🤖 AI Summary
Existing zero-shot stance detection (ZSSD) methods suffer from weak generalization, poor target–text alignment, and limited interpretability: they over-rely on explicit reasoning, lack fine-grained explanations, and fail to explicitly model the reasoning process. This paper proposes IRIS, the first framework to formulate stance detection as an information retrieval ranking task.

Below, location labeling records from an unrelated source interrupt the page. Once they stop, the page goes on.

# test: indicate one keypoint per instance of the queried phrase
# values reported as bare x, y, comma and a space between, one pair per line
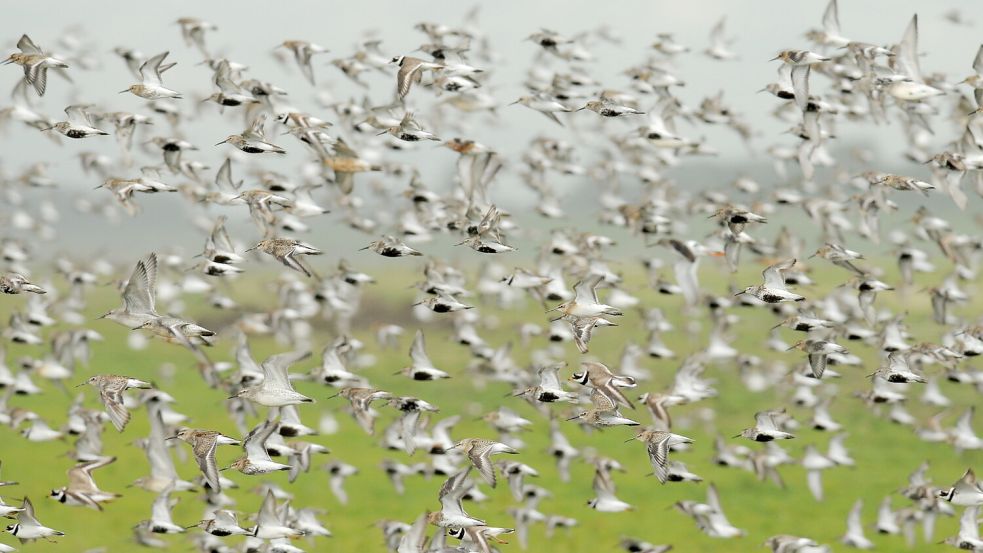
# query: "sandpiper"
111, 388
82, 489
479, 452
659, 443
287, 251
203, 444
152, 87
28, 528
765, 428
35, 63
276, 390
257, 460
15, 283
774, 289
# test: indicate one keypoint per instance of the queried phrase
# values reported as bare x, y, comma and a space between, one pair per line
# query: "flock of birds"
641, 125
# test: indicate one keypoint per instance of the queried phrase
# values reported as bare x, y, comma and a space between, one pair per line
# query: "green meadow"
885, 452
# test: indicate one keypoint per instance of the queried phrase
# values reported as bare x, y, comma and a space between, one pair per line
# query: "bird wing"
968, 524
817, 362
161, 508
815, 480
549, 377
773, 276
586, 290
800, 87
205, 455
658, 451
150, 69
763, 420
138, 295
255, 442
27, 46
275, 367
480, 459
418, 353
112, 398
26, 516
267, 512
907, 52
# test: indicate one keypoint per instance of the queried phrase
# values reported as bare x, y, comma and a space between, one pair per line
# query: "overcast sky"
248, 30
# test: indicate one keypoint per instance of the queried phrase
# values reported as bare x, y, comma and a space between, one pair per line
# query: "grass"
885, 453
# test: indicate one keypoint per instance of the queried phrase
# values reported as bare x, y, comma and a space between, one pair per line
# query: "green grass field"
885, 453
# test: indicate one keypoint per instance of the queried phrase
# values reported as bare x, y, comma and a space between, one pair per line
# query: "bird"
659, 443
35, 62
774, 289
28, 528
151, 86
479, 452
111, 388
765, 429
203, 444
411, 72
257, 460
818, 352
275, 390
15, 283
82, 489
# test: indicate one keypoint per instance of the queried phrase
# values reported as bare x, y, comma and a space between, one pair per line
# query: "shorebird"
15, 283
817, 352
152, 87
603, 412
966, 491
606, 501
35, 62
276, 390
451, 513
82, 489
479, 452
303, 51
253, 139
257, 460
411, 72
78, 125
389, 246
203, 444
287, 251
28, 528
223, 523
659, 443
854, 536
421, 367
361, 402
139, 295
765, 429
549, 388
111, 388
774, 289
968, 537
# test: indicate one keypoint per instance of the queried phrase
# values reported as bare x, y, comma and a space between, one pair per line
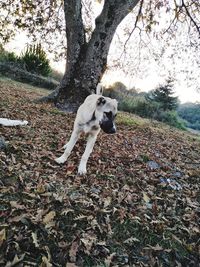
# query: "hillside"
137, 206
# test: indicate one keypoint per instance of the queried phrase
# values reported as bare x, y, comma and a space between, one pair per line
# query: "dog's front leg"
68, 147
89, 146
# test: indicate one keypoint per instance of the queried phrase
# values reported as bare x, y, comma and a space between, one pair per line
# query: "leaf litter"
137, 206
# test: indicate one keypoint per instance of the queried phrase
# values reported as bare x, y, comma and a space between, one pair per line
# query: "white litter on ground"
8, 122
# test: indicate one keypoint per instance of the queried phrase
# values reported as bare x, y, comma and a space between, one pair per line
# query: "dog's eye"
109, 114
101, 101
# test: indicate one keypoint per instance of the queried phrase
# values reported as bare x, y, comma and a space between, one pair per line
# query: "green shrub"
35, 60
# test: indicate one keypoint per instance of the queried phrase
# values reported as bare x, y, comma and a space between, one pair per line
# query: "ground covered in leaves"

IRIS jointly models implicit reasoning paths and explicit linguistic features grounded in affective-cognitive dimensions—without requiring reasoning annotations—enabling fine-grained, interpretable predictions. Leveraging large language models, IRIS co-optimizes intrinsic sequential structure and semantic plausibility, significantly enhancing transparency and cross-target generalization. On benchmarks including VAST and EZ-STANCE, IRIS achieves superior performance using only 10%–50% of training data compared to state-of-the-art methods, empirically validating its robust generalization capability and explanatory advantage.
📝 Abstract
Zero-Shot Stance Detection (ZSSD) identifies the attitude of the post toward unseen targets. Existing research using contrastive, meta-learning, or data augmentation suffers from generalizability issues or lack of coherence between text and target. Recent works leveraging large language models (LLMs) for ZSSD focus either on improving unseen target-specific knowledge or generating explanations for stance analysis. However, most of these works are limited by their over-reliance on explicit reasoning, provide coarse explanations that lack nuance, and do not explicitly model the reasoning process, making it difficult to interpret the model's predictions. To address these issues, in our study, we develop a novel interpretable ZSSD framework, IRIS. We provide an interpretable understanding of the attitude of the input towards the target implicitly based on sequences within the text (implicit rationales) and explicitly based on linguistic measures (explicit rationales). IRIS considers stance detection as an information retrieval ranking task, understanding the relevance of implicit rationales for different stances to guide the model towards correct predictions without requiring the ground-truth of rationales, thus providing inherent interpretability. In addition, explicit rationales based on communicative features help decode the emotional and cognitive dimensions of stance, offering an interpretable understanding of the author's attitude towards the given target. Extensive experiments on the benchmark datasets of VAST, EZ-STANCE, P-Stance, and RFD using 50%, 30%, and even 10% training data prove the generalizability of our model, benefiting from the proposed architecture and interpretable design.